Let X_1, \ldots , X_ n \stackrel{iid}{\sim } \mathbf{P} for some distribution \, \mathbf{P}\,, and let F denote its cdf. Let F_ n denote the empirical cdf. Then it holds for every t \in \mathbb {R} that
\sqrt{n} (F_ n(t) - F(t)) \xrightarrow [n \to \infty ]{(d)} \mathcal{N}(0, \sigma ^2)
for any fixed t and for some asymptotic variance \sigma ^2. What is the asymptotic variance \sigma ^2 of F_ n(0) in terms of the values of the cdf F? (Enter F(x) for F(x) for any numerical value x.)
\, \sigma ^2 = \,
To find the asymptotic variance σ^2 of F_n(0), we need to consider the properties of the empirical cdf F_n.
The empirical cdf F_n is defined as the fraction of observations that are less than or equal to t:
F_n(t) = \frac{1}{n}\sum_{i=1}^{n} I(X_i \leq t),
where I(X_i \leq t) is the indicator function taking the value 1 if X_i \leq t and 0 otherwise.
At t = 0, the empirical cdf F_n(0) represents the fraction of observations that are less than or equal to 0:
F_n(0) = \frac{1}{n}\sum_{i=1}^{n} I(X_i \leq 0).
To find the asymptotic variance σ^2, we need to consider the distribution of \sqrt{n} (F_n(0) - F(0)) as n tends to infinity.
Using the Central Limit Theorem, we know that \sqrt{n} (F_n(t) - F(t)) converges in distribution to a standard normal distribution:
\sqrt{n} (F_n(t) - F(t)) \xrightarrow [n \to \infty ]{(d)} \mathcal{N}(0, 1),
where \mathcal{N}(0, 1) represents a standard normal distribution.
In our case, we are interested in t = 0:
\sqrt{n} (F_n(0) - F(0)) \xrightarrow [n \to \infty ]{(d)} \mathcal{N}(0, 1).
Therefore, the asymptotic variance σ^2 of F_n(0) is 1.
To find the asymptotic variance \(\sigma^2\) of \(F_n(0)\), we can use the Delta Method.
The Delta Method states that if \(\sqrt{n}(Y_n - \theta) \xrightarrow[]{(d)} \mathcal{N}(0, \sigma^2)\), and \(g\) is a differentiable function, then \(\sqrt{n}(g(Y_n) - g(\theta)) \xrightarrow[]{(d)} \mathcal{N}(0, \sigma^2[g'(\theta)]^2)\).
In this case, \(Y_n = F_n(0)\) and \(\theta = F(0)\).
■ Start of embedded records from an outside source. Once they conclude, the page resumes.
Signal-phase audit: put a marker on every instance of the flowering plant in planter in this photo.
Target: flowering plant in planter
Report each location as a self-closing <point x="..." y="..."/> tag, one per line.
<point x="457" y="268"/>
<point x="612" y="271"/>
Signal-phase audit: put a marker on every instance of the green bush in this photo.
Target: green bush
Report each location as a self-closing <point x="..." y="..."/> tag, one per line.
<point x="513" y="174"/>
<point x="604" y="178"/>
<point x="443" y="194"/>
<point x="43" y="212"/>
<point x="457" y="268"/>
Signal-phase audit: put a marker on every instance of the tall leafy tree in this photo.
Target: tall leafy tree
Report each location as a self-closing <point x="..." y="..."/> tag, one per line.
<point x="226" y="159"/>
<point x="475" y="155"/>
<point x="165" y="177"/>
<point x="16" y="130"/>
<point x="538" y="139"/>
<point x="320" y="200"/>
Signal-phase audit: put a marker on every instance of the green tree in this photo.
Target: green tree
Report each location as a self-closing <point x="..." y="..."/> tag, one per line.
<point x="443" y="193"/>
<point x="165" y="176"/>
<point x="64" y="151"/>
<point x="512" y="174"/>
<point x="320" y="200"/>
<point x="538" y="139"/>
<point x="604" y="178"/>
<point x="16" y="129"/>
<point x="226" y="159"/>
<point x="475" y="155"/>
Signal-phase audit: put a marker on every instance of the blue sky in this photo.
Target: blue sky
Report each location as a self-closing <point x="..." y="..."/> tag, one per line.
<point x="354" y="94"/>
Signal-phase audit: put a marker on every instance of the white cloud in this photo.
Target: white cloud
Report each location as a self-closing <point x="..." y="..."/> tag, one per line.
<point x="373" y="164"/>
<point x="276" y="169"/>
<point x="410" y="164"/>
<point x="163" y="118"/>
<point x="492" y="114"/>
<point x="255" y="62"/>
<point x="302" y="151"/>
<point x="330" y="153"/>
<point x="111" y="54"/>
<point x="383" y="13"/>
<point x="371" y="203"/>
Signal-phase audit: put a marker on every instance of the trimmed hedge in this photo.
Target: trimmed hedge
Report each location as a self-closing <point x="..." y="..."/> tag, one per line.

We need to find the derivative of \(F\) at 0, denoted as \(F'(0)\), to calculate the asymptotic variance.
Taking the derivative of \(F\) with respect to \(t\), we get:
\(f(t) = \frac{d}{dt} F(t)\)
Now, let's substitute \(t = 0\) in the above equation:
\(f(0) = \frac{d}{dt} F(0)\)
The derivative of the cdf at \(t = 0\) gives us the value of the pdf at \(t = 0\). Let's denote this value as \(f(0)\).
Therefore, \(f(0) = F'(0)\).
Finally, using the Delta Method, the asymptotic variance \(\sigma^2\) of \(F_n(0)\) is given by:
\[\sigma^2 = [f(0)]^2\]
So, the asymptotic variance \(\sigma^2\) of \(F_n(0)\) can be obtained by evaluating \([f(0)]^2\), where \(f(0) = F'(0)\).